Bücher, die das Publikum erschüttern

Homosexuelle wurden in Konzentrationslagern Opfer von drastischer sexualisierter Gewalt. Davon erzählen zwei Lebensberichte.
Von Katharina Kellner

Martin Preis und Wolfgang Klein zeigen ein Porträt des Überlebenden Josef Kohout und eine Ausgabe von „Die Männer mit dem rosa Winkel“. Foto: Kellner
Martin Preis und Wolfgang Klein zeigen ein Porträt des Überlebenden Josef Kohout und eine Ausgabe von „Die Männer mit dem rosa Winkel“. Foto: Kellner

Regensburg.Die SS-Männer foltern den aufgehängten Häftling auf bestialische Weise, traktieren seine Hoden mit heißem und kaltem Wasser. Eine Flasche Schnaps macht die Runde. Am Ende erschlagen sie den Bewusstlosen mit einem Holzschemel. Wolfgang Klein hält inne, als er davon liest, wie der Tiroler Häftling gefoltert wird. Er schlägt sich die Hände vors Gesicht, entschuldigt sich beim Publikum für die Unterbrechung. Doch die Zuhörer sind ähnlich mitgenommen von dem, was sie hören.

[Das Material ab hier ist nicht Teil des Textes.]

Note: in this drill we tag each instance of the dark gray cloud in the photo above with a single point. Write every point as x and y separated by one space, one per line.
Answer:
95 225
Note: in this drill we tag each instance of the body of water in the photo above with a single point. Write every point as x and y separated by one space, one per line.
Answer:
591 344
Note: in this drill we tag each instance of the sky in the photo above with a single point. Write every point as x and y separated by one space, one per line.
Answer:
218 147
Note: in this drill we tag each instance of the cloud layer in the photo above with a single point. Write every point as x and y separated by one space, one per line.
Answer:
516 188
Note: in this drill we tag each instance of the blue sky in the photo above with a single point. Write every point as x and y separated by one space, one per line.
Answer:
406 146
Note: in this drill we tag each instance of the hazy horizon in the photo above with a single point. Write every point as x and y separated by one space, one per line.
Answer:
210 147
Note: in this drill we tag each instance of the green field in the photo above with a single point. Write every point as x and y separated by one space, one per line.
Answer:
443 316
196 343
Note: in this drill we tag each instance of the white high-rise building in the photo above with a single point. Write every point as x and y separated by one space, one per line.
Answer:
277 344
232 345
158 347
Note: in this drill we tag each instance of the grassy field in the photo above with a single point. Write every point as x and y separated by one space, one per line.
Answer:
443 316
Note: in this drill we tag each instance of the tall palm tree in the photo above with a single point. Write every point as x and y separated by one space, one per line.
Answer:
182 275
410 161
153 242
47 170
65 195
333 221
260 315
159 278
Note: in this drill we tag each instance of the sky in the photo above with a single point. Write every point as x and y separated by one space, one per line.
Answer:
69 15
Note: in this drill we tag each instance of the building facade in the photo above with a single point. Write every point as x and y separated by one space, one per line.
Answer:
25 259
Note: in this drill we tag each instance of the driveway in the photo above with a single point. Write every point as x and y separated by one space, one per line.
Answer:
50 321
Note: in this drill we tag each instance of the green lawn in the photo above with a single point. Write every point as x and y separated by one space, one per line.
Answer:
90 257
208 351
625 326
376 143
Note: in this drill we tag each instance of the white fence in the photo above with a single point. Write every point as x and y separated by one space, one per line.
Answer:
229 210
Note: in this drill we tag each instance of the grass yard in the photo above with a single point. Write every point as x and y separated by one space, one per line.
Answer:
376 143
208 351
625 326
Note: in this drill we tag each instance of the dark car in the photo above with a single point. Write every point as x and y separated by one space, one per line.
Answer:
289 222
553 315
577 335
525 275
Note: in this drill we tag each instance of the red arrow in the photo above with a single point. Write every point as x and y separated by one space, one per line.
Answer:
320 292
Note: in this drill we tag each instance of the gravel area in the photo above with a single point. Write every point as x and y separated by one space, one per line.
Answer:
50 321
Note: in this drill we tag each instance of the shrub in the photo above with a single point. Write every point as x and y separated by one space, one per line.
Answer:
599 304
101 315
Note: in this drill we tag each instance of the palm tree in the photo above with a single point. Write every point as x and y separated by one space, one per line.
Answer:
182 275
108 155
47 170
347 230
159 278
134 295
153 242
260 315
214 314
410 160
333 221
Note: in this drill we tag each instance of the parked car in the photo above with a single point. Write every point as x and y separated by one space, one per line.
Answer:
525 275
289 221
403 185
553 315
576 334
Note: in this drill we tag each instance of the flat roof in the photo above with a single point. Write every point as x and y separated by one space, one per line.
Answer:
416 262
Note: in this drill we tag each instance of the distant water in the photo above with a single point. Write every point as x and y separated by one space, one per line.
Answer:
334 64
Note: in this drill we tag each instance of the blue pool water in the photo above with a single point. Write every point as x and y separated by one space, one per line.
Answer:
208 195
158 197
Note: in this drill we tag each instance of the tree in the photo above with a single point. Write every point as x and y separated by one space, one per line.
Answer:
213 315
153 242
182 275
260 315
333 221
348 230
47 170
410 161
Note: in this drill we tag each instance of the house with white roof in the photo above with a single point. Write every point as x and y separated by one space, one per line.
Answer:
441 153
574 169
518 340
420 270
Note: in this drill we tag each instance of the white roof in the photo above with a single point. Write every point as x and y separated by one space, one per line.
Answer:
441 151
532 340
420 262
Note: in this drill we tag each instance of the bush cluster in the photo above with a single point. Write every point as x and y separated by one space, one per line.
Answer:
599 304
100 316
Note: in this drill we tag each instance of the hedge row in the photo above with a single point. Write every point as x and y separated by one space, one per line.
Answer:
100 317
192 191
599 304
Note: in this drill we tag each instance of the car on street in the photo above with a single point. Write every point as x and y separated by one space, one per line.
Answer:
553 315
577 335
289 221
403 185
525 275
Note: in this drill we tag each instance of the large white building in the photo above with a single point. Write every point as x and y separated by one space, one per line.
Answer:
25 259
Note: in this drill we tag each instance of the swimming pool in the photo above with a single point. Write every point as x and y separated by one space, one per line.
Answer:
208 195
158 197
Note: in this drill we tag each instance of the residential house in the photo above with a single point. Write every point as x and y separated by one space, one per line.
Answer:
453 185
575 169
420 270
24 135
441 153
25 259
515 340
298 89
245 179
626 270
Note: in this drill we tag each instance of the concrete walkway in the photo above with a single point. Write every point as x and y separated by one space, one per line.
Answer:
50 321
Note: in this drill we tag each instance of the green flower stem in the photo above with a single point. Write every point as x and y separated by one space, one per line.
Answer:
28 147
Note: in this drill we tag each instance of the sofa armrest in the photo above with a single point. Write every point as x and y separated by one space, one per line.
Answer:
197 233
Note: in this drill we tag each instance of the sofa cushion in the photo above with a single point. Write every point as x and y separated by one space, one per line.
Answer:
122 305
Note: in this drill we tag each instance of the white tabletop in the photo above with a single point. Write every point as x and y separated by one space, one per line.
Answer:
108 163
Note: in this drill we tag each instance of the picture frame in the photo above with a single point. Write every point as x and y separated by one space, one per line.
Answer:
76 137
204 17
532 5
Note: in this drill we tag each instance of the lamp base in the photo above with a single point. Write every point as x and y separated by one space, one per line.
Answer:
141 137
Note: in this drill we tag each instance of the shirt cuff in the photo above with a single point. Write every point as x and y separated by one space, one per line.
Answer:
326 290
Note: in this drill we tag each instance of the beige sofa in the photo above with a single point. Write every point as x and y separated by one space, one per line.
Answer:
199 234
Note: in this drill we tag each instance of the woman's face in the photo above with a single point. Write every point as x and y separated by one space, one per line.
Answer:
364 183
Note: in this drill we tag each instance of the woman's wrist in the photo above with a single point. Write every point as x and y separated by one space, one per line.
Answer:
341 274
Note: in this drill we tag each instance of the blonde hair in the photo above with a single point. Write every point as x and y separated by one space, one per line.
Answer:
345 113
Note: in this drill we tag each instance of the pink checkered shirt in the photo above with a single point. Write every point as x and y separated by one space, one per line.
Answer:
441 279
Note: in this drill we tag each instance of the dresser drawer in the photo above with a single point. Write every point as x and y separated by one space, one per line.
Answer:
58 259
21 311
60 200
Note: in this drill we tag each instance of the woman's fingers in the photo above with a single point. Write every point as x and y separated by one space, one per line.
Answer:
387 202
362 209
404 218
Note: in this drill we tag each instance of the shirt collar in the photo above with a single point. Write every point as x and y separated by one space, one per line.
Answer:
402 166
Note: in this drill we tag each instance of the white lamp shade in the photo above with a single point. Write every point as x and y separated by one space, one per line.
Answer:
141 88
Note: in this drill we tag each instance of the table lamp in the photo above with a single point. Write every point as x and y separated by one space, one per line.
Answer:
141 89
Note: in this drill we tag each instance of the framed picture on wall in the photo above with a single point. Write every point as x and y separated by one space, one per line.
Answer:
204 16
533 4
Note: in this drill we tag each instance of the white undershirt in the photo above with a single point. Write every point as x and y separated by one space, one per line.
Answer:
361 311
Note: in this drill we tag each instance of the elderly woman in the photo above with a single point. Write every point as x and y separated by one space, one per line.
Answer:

Die Szene ist nur ein Beispiel für die sadistische sexuelle Gewalt, der homosexuelle Häftlinge in den Lagern der Nazis ausgesetzt waren. Bei einer Lesung am Mittwochabend im Regensburger Thon-Dittmer-Palais zeigte sich eindrucksvoll, welch unmittelbar erschütternde Wirkung auch schriftliche Berichte von Überlebenden haben können – auch 77 Jahre nach Kriegsende.

Mit dem Pseudonym schützte er sich vor Stigmatisierung und Strafe

Wolfgang Klein und Martin Preis, beide aus dem Vorstand der Regensburger Schwulen- und Lesbeninitiative Resi, lasen aus den Berichten von zwei homosexuellen Überlebenden des KZ Flossenbürg: Hugo Walleitner (1909-1982) und Josef Kohout (1915-1994). Der österreichische Grafiker Walleitner war von 1942 bis Kriegsende im KZ Flossenbürg inhaftiert. Ihm und seinem Künstlerkollegen Richard Grune ist derzeit eine Ausstellung im Regensburger Historischen Museum gewidmet. Damit stehen erstmals Werke zweier wegen ihrer Homosexualität Verfolgter im Fokus einer Ausstellung, deren Objekte aus der Sammlung der Arbeitsgemeinschaft ehemaliges KZ Flossenbürg stammen.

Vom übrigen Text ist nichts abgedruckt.